26 March 2008


I saw Nancy Pelosi at work a week or so ago. She was there for a fund raiser of some sort. She is shorter than I had envisioned.

Coming out of the bathroom, I was retying my apron. She was walking to the bathrooms. Her smile was so large that I thought maybe we could go spelunking and use it as illumination, the way it was gleaming in the dim light. You know, hold her aloft to light the way for us intrepid explorers, and such. Whatever. You have weird thoughts sometimes, too.

Me: You are Nancy Pelosi.
Nancy Pelosi: Yes I am.
Me: (slowly, and kind of creepily) N a n c y P e l o s i.
N.P.: Yeesssss. (smile dims significantly)

awkward silence

N.P.: Thank you for cooking tonight. It was delicious.* (smile looking very strained, as if her face might soon crack)
Me: Yeesssss.

This is where she went into the bathroom, and I realized that I am the reason everyone gets a security detail in Washington, DC. What the hell is wrong with me? At the very least I could have been like “Big ups for Balmer, Nanc! How's those grandkids treating you?”.

Instead, with a slow yeesssssss, I ensured I am placed on an FBI watch list.

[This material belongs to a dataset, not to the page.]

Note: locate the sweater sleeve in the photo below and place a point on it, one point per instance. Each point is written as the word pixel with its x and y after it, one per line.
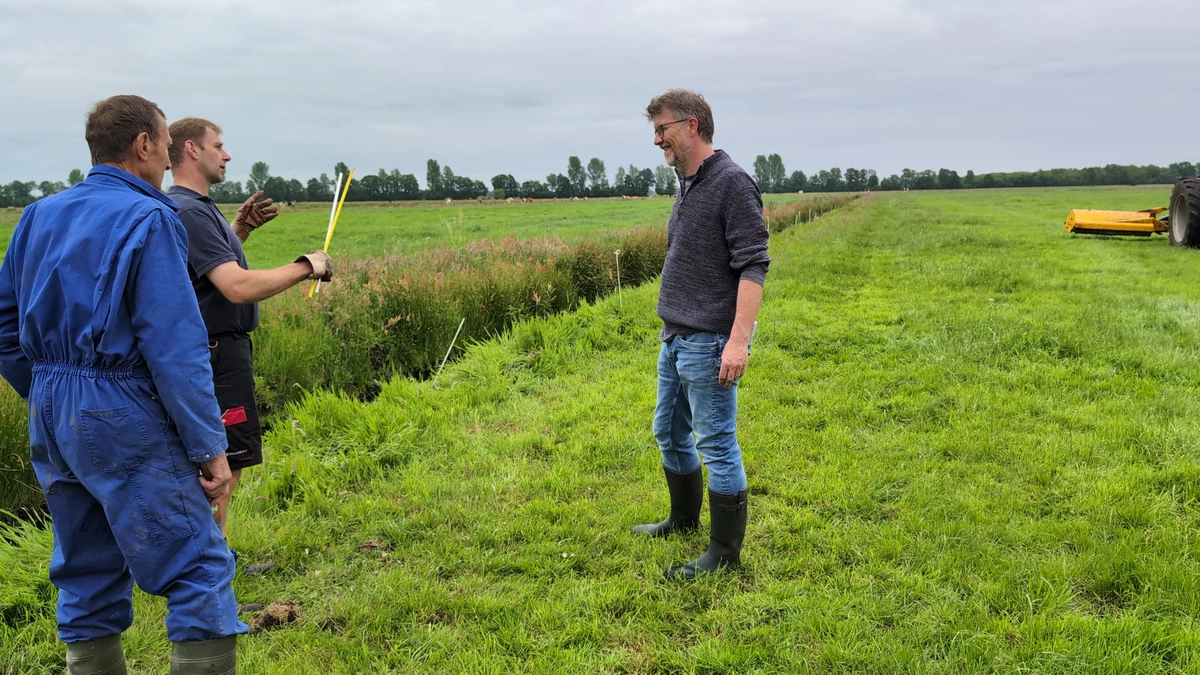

*It was not. I clearly remember thinking political parties will eat anything and be happy as long as it is accompanied by booze.



MB said...


katastrophe said...

I love this story. It's better than what I would have said, which would have been "sheeeee-itttttt". I think that's what i said when i let her cut in front of me at roland's to buy bananas and milk.